阿刀田高のTO-BE小説工房 選外佳作「卒業」結野月斗
昼前。
高校校舎内は、いつものガヤガヤとうるさい生徒たちの声はどこからもしなかった。
それもそのはず、今日は校舎外の体育館で卒業式が行われていた。
そんな静まり返った教室に一人、いや一台。
銀色の縦に細長い、冬の寒さを鉄の身体全体に染み込ませたロッカー。通称、掃除用具入れ。
そう私である。
校舎内に何台の私が設置されているのか、全く想像がつかないが、一堂に会したくないと強く思う。
その中で、私は三年一組に所属している。
掃除用具入れの役目を持った、私のような物は基本的にろくな扱いをされない。
私の他に木製のロッカー。主に生徒たちの荷物を入れる役目を持つ物もいるのだが、明らかに対応に差がある。
その差が如実に表れるのは、扉の閉め方だ。
荷物入れロッカーの扉の閉め方は優しい。
慈しみすら感じさせる手つきでほとんど衝撃もなく、閉じられる。
それは各個人に与えられた物という意識があるからだろうか。
それに比べて、私はどうだ。
その扱いはあまりに酷い。
まず扉を閉める時に手を使わない。足だ。それもほとんど蹴りと呼べるものである。
掃除用具を乱暴に入れるや否や、勢いよく下段蹴りを扉の足下に食らわせる。
その際、金属がぶつかる甲高い音が鳴ると、蹴った本人は顔をしかめつつ、
「うるさっ」
と言い、足早に帰宅あるいは部活へと向かっていく。
何が悪くて私はこんな扱いを受けなければならないのか。
教室を綺麗にして、生徒たちが快適に勉学に励めるようにする道具を大切に保管しているのに。
と、卒業の日だからだろうか、この一年間の思い出が次々と沸き起こってくるのは。
それなら、もっと明るい記憶にしよう。
恥ずかしい話だが、このクラスに好きな人がいる。
彼女はとても稀有な存在で、私を優しく扱ってくれて、掃除好き。
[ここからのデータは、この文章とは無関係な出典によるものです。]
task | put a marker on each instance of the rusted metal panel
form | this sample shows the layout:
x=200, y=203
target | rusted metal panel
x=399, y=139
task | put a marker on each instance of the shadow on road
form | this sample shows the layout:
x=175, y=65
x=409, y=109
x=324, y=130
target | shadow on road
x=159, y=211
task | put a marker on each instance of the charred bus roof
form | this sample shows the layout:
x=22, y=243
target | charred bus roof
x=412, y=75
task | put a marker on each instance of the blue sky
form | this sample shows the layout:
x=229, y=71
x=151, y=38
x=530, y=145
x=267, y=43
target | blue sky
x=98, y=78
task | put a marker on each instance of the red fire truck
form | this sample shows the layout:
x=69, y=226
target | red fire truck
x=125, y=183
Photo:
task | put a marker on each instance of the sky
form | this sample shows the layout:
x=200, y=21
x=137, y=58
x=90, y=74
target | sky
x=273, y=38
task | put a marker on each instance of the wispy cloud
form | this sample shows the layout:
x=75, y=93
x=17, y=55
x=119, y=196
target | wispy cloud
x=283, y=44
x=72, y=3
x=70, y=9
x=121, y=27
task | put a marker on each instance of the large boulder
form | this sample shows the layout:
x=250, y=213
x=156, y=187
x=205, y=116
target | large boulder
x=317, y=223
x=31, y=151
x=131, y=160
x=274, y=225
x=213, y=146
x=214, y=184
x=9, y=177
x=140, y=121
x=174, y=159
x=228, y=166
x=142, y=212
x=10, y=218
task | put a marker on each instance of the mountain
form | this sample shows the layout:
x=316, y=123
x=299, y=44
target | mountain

好きにならないわけがない。
いつ、どんなときも変わらない彼女が掃除当番の日は私も嫌な気持ちにならずに済む。
その一週間に一度訪れる彼女との時間が楽しみだった。
けれど、その時間はもう来ない。
彼女も例外なく、むかつく生徒たち同様に卒業するのだ。
今日、最後のホームルームが終われば二度と会うことはない。
そんなことを感慨深げに思っていると、時計の針は昼休みが終わった時間を示しているが、いつものチャイムの音は流れない。
けれど、もうすぐ制服の襟に花をつけた生徒たちが戻ってくるとわかった。
そうして、つつがなくホームルームは終わり、教室のあちこちからすすり泣く声が聞こえてきた。
そんな中、誰かがみんなで教室を綺麗にしようと言い、各々私から道具を持っていった。
生徒たちは思い思いの表情を浮かべて、教室を隅々まで綺麗にした。
そして私は、きっと最後も変わらず酷い閉め方をされるのだろうと覚悟していたが、その予想は外れ、優しく閉じられた。
初めて生徒からの慈しみを感じた瞬間で。
とても、感動した。
その後、教室にはあの私に優しい彼女が残っていた。
私の扉の前で、何やらそわそわしている。
その様子を見て私は淡い期待をした。
卒業の日。放課後の教室。頬を朱に染めた女子生徒。
その要素は全て一つの言葉に繋がる。
『告白』
彼女が大きく息を吸ったのを見て、緊張した私は……。
教室の扉を勢いよく開けた彼女の友達の一声に愕然とした。
「あんたの好きな人。もう彼女がいるんだってよ!」
その後は、断片的にしか覚えていないが。
私の好きだった彼女から鋭い蹴りを貰った。それも大きな損壊を及ぼす程の。
そして、私も彼らと一緒に学校を卒業し、廃棄場へと向かうトラックで揺られるのだった。